I tried to find this somewhere in internet, but I failed to do this. I want to learn OCaml and that's difficult to understand for me, how to do this.

My question is - how can I easy write a function, when I have a signature. For example - I have a signature like this:

((int -> int) -> int -> int -> int) -> (int -> int) -> int -> int -> int

and I want to write a function, that have signature like this above. Would someone help me or try to explain this? I would be very grateful :)

Answer 1

A function with type 'a -> 'b, takes values of some type 'a and returns values of some type 'b. To use specific types, a function of type int -> int takes an int and returns an int. This is the type of integer negation, for example.
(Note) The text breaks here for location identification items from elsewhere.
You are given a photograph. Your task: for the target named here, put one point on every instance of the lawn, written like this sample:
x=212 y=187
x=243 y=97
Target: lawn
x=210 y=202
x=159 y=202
One way to look at a function with type 'a -> 'b -> 'c is that it takes two values, of type 'a and 'b, and returns a value of type 'c. A specific example would be the type int -> int -> int, which is the type of integer addition (say):

# (+);;
- : int -> int -> int = <fun>

This pattern continues for more arguments.

The type you give has this type at the high level: 'a -> 'b -> 'c -> 'd -> 'e. So, it's a function with four arguments.

The first argument has type (int -> int) -> int -> int -> int, which is itself quite complicated. The second argument has type int -> int, described above. The third and fourth arguments have type int. The function returns an int.

Using this same analysis on the first argument, you can see that it's a function with three arguments. The first is a function of type int -> int, and the second and third are of type int. This function returns an int.

Here's a function of type (int -> int) -> int -> int -> int:

let myfun f a b =
    (f a) + a + b

You can see the type in the OCaml toplevel:

# let myfun f a b =
     (f a) + a + b;;
val myfun : (int -> int) -> int -> int -> int = <fun>
# 

You should be able to work out the rest. I don't want to take all the enjoyment out of the problem by giving a full answer.